I think people forget when they type out a letter in an online form or even send a business email that they are indeed initiating a conversation with another human being. Perhaps even a human that agrees with their particular stance. I've read things that I'm certain no one would say in a face-to-face conversation. It reminds me of road rage. Behind the wheel on the highway, people spout obscenities, honk the horn and flip the bird without a second thought as to who's on the receiving end. That barrier dehumanizes the intended target and makes it safe somehow to project rage.
Same with an email. COVID-19 has increased our physical distance and I fear it has only served to increase our emotional distance as well. My hope for 2022, pandemic or not, is that we can start closing some emotional gaps and start remembering our common humanity. We can disagree, we can share ideas and we can certainly be kind in the process. When you write an email, clicking "send" does not pitch it into the void. It lands in an inbox and in someone's day. Social media is rife with snark as well. It's surface-level, superficial snark. You're firing off from an emotional flare without challenging the fuse or digging deeper to better understand your explosive reactions. That takes reflection and internal work.

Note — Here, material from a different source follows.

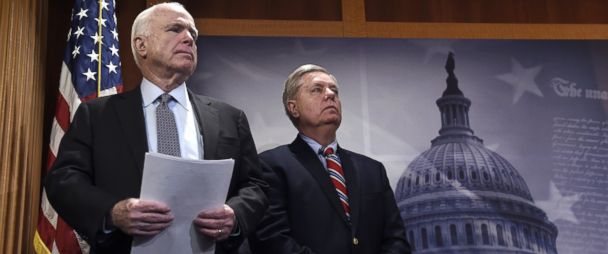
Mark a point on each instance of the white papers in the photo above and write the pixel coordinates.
(187, 187)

As we ran through the yard as kids and banged pots and pans to ring in the new year, we made good, celebratory noise -- giggling all the while. In 2022 I encourage you to join me in fostering kindness and challenging the sport of meanness by countering frustrations with actionable ideas for your community. Foster kindness and identify solutions. Get into "good trouble" as John Lewis famously said, but also release some good, celebratory noise.